Issa al-Hajj Suleiman Battat (also spelled 'Isa al-Battat) was a Palestinian Arab commander of rebels during the 1936–39 Arab revolt in Palestine based in the hills around Hebron. Battat was from the town of ad-Dhahiriya in the Hebron Subdistrict of the British Mandate of Palestine. He was a well-known commander in his home region and was suspected by the British authorities of involvement in the killing of British archaeologist J. L. Starkey in January 1938.

== Origins ==
Battat belonged to a large family of cultivators and pastoralists associated with the al-Maṭariyya village coalition in ad-Dhahiriya. According to a family genealogy collected by the Palestinian Rural History Project, the al-Baṭṭāṭ clan originated with migrants from Hijaz who initially settled at Tall al-Safi. The family belonged to the Qays faction and later became involved in a protracted conflict with the al-ʿAzza sheikhs of Bayt Jibrin. Following a violent confrontation with al-ʿAzza, the surviving members of the clan relocated to ad-Dhahiriya.

== Rebel activities ==
Before joining the 1936–1939 revolt, Battat moved to Hebron and became involved in criminal activity. The British arrested him and sentenced to life imprisonment but escaped after two years. At the beginning of the revolt, his group attacked the police station at ad-Dhahiriya and seized its weapons. The gang operated around Beit Jibrin and Hebron, where it cut telephone lines, seized British and Jewish property, acquired weapons, and directed local operations without maintaining regular contact with the revolt’s regional leadership.

In December 1937, Battat’s gang attacked the British police commander Broadhurst along the Beersheba–Hebron road. By April 1938, Battat commanded sixty fighters in the western Hebron district. The group collected protection money from villagers to finance its operations.

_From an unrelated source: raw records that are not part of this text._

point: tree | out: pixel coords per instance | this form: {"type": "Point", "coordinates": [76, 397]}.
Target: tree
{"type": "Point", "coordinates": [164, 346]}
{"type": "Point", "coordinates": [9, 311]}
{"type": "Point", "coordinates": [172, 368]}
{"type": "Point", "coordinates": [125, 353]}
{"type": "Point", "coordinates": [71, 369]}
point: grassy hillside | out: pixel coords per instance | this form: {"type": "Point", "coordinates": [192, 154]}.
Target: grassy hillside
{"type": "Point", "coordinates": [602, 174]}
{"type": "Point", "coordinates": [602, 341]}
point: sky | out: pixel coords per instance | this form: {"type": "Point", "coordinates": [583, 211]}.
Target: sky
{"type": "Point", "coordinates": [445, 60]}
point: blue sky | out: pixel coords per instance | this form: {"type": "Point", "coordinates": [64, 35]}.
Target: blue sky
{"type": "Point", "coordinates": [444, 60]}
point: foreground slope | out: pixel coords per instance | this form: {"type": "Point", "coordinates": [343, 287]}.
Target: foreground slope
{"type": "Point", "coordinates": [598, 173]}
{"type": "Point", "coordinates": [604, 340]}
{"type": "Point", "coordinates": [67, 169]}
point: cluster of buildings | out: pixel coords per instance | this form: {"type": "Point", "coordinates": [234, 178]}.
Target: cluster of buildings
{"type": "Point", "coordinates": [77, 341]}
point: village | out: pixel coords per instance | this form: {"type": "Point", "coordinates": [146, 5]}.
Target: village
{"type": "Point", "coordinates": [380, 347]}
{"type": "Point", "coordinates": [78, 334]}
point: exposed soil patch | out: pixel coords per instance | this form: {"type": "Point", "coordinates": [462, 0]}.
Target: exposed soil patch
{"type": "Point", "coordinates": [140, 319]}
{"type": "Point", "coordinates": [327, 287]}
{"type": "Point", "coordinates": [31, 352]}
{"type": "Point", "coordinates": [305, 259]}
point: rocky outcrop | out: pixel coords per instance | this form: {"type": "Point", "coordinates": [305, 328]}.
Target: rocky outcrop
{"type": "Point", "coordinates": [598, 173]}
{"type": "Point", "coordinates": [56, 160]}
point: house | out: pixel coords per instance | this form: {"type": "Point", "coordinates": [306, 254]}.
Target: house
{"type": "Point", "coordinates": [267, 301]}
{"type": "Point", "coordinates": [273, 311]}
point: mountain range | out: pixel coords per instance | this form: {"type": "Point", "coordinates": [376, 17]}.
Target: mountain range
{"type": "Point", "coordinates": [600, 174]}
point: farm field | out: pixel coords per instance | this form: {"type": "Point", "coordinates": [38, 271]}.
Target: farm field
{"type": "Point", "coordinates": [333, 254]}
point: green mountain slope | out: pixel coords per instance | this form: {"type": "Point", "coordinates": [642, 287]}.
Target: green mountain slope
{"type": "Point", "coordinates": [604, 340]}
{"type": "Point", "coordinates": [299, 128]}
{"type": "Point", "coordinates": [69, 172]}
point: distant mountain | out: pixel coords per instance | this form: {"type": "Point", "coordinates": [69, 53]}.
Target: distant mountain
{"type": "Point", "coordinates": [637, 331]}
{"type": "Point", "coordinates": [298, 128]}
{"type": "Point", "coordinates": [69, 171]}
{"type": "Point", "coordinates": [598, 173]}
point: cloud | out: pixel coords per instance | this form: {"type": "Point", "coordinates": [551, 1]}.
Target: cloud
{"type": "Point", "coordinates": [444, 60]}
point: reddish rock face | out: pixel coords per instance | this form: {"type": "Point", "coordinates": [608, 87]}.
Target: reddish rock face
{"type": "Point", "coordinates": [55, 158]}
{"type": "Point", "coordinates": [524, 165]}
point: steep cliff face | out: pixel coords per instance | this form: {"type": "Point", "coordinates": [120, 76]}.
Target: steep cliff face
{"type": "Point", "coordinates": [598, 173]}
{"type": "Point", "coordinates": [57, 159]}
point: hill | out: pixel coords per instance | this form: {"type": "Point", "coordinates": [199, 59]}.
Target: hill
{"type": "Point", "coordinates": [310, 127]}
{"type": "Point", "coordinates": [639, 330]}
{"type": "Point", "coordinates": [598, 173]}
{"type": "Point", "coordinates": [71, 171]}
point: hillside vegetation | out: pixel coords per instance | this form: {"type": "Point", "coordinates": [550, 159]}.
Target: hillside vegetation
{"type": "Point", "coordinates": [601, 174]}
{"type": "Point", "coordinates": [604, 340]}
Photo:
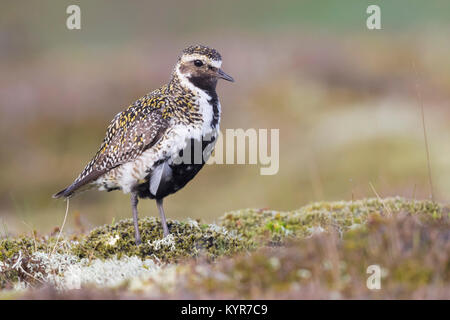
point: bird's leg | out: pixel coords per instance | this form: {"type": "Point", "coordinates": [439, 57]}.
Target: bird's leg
{"type": "Point", "coordinates": [134, 202]}
{"type": "Point", "coordinates": [163, 217]}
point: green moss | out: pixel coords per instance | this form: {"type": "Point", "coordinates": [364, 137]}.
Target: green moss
{"type": "Point", "coordinates": [187, 239]}
{"type": "Point", "coordinates": [275, 226]}
{"type": "Point", "coordinates": [411, 251]}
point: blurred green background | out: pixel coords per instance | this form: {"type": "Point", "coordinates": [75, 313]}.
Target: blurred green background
{"type": "Point", "coordinates": [346, 100]}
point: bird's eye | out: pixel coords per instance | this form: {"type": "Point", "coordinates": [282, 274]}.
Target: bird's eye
{"type": "Point", "coordinates": [198, 63]}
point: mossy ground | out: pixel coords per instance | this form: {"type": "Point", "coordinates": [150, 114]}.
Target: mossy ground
{"type": "Point", "coordinates": [318, 251]}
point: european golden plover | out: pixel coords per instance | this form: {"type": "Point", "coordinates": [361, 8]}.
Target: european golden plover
{"type": "Point", "coordinates": [152, 148]}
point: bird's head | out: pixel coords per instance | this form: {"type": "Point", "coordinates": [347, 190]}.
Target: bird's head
{"type": "Point", "coordinates": [200, 66]}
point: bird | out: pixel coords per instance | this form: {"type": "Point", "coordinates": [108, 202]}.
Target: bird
{"type": "Point", "coordinates": [160, 142]}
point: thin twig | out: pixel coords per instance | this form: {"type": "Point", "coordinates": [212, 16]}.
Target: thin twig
{"type": "Point", "coordinates": [62, 227]}
{"type": "Point", "coordinates": [379, 199]}
{"type": "Point", "coordinates": [419, 97]}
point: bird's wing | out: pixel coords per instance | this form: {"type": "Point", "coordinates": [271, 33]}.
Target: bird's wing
{"type": "Point", "coordinates": [129, 134]}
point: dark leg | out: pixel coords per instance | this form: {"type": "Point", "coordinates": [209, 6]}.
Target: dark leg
{"type": "Point", "coordinates": [163, 217]}
{"type": "Point", "coordinates": [134, 202]}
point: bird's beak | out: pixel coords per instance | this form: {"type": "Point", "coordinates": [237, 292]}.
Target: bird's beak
{"type": "Point", "coordinates": [224, 76]}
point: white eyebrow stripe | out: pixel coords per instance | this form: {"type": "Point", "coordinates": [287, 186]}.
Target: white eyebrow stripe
{"type": "Point", "coordinates": [192, 57]}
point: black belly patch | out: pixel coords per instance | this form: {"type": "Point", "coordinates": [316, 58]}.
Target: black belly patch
{"type": "Point", "coordinates": [176, 175]}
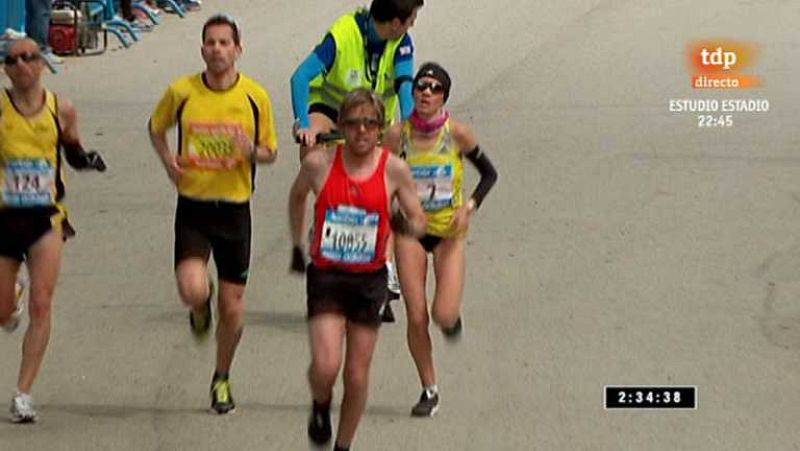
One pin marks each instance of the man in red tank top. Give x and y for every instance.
(354, 185)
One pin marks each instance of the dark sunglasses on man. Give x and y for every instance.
(11, 60)
(435, 88)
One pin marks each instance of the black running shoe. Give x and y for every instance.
(319, 425)
(453, 333)
(200, 322)
(221, 399)
(427, 406)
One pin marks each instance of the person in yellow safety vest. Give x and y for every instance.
(363, 49)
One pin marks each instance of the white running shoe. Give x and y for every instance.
(22, 410)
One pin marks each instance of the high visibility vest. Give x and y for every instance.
(350, 69)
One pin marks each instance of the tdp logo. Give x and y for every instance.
(718, 58)
(719, 64)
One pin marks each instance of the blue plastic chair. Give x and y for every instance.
(103, 15)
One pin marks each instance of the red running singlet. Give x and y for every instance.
(351, 219)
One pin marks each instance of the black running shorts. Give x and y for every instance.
(21, 228)
(221, 228)
(359, 297)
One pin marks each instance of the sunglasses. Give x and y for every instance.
(369, 123)
(436, 88)
(11, 60)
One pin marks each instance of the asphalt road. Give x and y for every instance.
(623, 244)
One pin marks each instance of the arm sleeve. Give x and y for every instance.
(404, 75)
(267, 135)
(487, 172)
(319, 62)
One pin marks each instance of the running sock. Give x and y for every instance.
(321, 407)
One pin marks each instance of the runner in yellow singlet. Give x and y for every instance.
(35, 125)
(434, 146)
(225, 126)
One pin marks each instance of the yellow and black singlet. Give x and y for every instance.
(209, 123)
(31, 169)
(438, 173)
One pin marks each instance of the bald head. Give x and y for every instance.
(24, 65)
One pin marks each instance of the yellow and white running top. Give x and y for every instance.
(31, 169)
(438, 173)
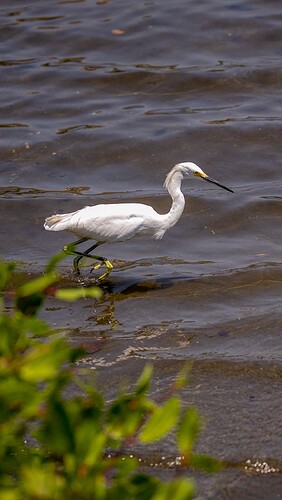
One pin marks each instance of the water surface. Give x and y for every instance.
(98, 101)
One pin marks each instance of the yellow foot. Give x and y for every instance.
(109, 267)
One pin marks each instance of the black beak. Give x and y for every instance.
(209, 179)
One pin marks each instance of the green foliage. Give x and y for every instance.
(54, 447)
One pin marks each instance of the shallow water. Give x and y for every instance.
(89, 115)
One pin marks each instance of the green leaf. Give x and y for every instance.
(72, 294)
(188, 430)
(162, 420)
(144, 380)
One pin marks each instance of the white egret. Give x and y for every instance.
(121, 221)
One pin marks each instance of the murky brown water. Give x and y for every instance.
(88, 116)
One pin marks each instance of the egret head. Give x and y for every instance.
(188, 168)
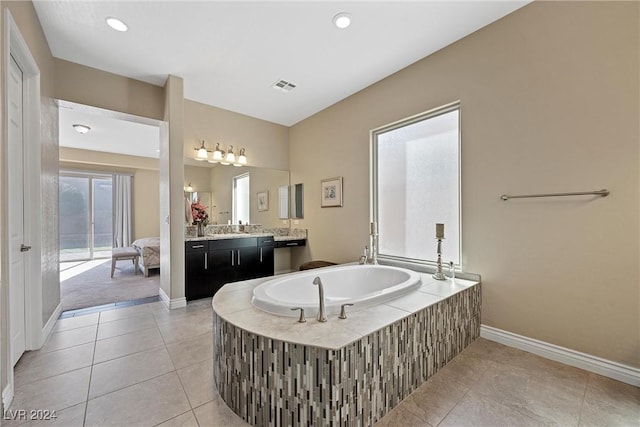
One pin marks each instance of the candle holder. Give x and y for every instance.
(439, 274)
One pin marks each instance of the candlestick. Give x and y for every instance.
(439, 274)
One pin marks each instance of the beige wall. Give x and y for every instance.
(266, 143)
(146, 186)
(29, 26)
(89, 86)
(549, 101)
(198, 177)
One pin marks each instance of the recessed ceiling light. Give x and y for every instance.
(116, 24)
(342, 20)
(81, 128)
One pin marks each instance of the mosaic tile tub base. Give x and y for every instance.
(270, 382)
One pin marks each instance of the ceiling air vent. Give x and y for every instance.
(284, 86)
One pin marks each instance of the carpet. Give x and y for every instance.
(87, 284)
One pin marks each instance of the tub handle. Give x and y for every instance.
(301, 319)
(343, 313)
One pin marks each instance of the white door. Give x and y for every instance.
(17, 249)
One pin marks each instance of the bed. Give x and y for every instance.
(149, 250)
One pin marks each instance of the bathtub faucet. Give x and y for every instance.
(321, 315)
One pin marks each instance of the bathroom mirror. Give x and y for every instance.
(217, 181)
(296, 198)
(283, 202)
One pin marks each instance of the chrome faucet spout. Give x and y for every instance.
(321, 314)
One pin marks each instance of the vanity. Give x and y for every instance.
(214, 260)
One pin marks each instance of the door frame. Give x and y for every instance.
(16, 46)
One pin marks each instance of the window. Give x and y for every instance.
(416, 184)
(241, 199)
(86, 216)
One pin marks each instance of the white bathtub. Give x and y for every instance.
(360, 285)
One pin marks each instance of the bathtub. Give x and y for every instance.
(360, 285)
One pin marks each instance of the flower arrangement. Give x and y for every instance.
(199, 213)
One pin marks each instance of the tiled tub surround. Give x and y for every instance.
(271, 370)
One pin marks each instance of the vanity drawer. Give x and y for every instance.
(241, 242)
(291, 243)
(197, 246)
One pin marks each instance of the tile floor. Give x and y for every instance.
(144, 365)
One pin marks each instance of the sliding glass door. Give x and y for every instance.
(86, 216)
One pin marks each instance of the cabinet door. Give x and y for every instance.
(266, 261)
(223, 264)
(197, 281)
(247, 263)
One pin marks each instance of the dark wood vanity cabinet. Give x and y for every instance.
(210, 264)
(266, 260)
(196, 268)
(233, 260)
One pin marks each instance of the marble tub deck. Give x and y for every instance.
(233, 304)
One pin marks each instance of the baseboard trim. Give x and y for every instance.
(172, 303)
(7, 396)
(51, 323)
(597, 365)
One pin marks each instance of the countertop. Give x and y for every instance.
(233, 304)
(242, 236)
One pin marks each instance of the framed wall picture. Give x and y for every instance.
(263, 200)
(331, 192)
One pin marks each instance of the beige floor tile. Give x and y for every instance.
(197, 381)
(126, 325)
(190, 351)
(76, 322)
(609, 402)
(511, 396)
(70, 417)
(433, 400)
(184, 329)
(217, 413)
(70, 338)
(128, 370)
(54, 393)
(188, 419)
(36, 365)
(401, 416)
(123, 313)
(148, 403)
(122, 345)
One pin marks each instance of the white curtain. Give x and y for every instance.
(122, 210)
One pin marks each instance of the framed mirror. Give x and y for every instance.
(296, 197)
(283, 202)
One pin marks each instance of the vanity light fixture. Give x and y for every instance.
(227, 157)
(202, 154)
(116, 24)
(218, 154)
(82, 129)
(342, 20)
(242, 158)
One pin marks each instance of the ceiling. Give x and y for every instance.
(230, 53)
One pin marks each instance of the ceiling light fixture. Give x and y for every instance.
(82, 129)
(116, 24)
(202, 154)
(342, 20)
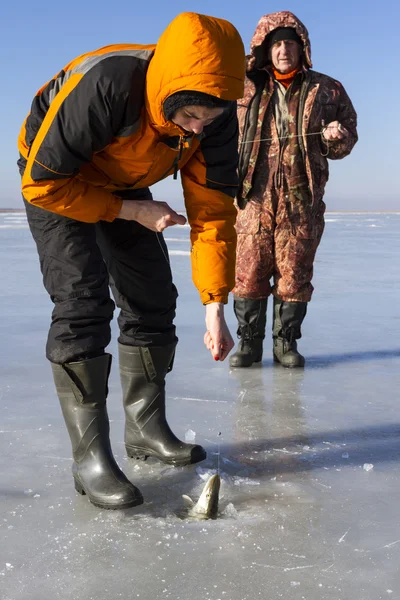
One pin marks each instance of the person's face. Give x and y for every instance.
(285, 55)
(194, 118)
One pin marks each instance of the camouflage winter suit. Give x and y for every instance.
(280, 208)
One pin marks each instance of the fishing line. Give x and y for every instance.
(219, 452)
(291, 135)
(161, 246)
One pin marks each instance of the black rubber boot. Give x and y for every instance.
(288, 317)
(82, 391)
(251, 316)
(147, 432)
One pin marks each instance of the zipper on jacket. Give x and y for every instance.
(184, 141)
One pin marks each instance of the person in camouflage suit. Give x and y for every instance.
(291, 120)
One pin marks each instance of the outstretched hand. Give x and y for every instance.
(334, 131)
(152, 214)
(217, 338)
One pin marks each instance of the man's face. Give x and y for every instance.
(285, 55)
(194, 118)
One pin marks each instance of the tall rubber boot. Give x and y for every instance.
(82, 391)
(288, 317)
(252, 317)
(147, 432)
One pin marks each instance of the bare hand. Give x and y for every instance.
(152, 214)
(217, 337)
(334, 131)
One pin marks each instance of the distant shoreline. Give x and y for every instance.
(355, 211)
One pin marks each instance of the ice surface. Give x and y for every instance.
(305, 521)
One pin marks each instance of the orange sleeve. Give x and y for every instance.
(212, 215)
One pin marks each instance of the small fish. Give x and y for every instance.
(207, 505)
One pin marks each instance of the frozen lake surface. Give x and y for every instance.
(309, 459)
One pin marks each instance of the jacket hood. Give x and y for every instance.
(268, 23)
(195, 52)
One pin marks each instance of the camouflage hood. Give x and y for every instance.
(268, 23)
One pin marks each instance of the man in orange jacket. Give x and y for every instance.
(108, 126)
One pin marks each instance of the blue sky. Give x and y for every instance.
(353, 41)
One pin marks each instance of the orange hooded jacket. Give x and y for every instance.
(98, 128)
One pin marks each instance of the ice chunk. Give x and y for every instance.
(245, 480)
(230, 511)
(205, 474)
(190, 436)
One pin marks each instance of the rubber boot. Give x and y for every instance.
(82, 391)
(251, 316)
(288, 317)
(147, 432)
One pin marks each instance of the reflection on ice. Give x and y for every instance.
(309, 461)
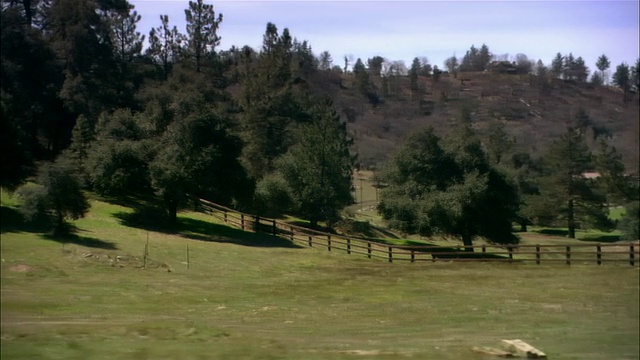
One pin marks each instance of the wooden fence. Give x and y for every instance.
(569, 254)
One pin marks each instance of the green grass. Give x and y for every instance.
(246, 296)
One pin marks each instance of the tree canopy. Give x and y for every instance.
(451, 191)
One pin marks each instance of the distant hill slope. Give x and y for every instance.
(535, 112)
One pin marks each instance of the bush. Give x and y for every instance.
(56, 197)
(273, 196)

In January 1938, Battat assassinated British archaeologist James Leslie Starkey at the request of al-Qubeiba villagers who had long-standing land disputed with him over excavations at Tell Lachish.

== Death ==
The authorities put a bounty on Battat for Starkey's death and other alleged crimes, and his whereabouts were made known to them by a Palestinian informant. Battat and his men were ambushed by British forces in the hills around Hebron on 7 May 1938, leading to a heavy, two-hour-long firefight. Battat was consequently killed in the shootout and his men dispersed, with no British fatalities. Rebels retaliated by executing a Palestinian from Beit Ummar charged with tracking Battat on behalf of the authorities. Abd al-Rahman al-'Azzi, a village leader from Beit Jibrin, was suspected by the al-Husayni faction of informing the authorities about Battat's location and was consequently compelled to organize armed rebel activity in his region to compensate for his alleged collaboration. Al-'Azzi was later killed in 1948 by Battat's sons.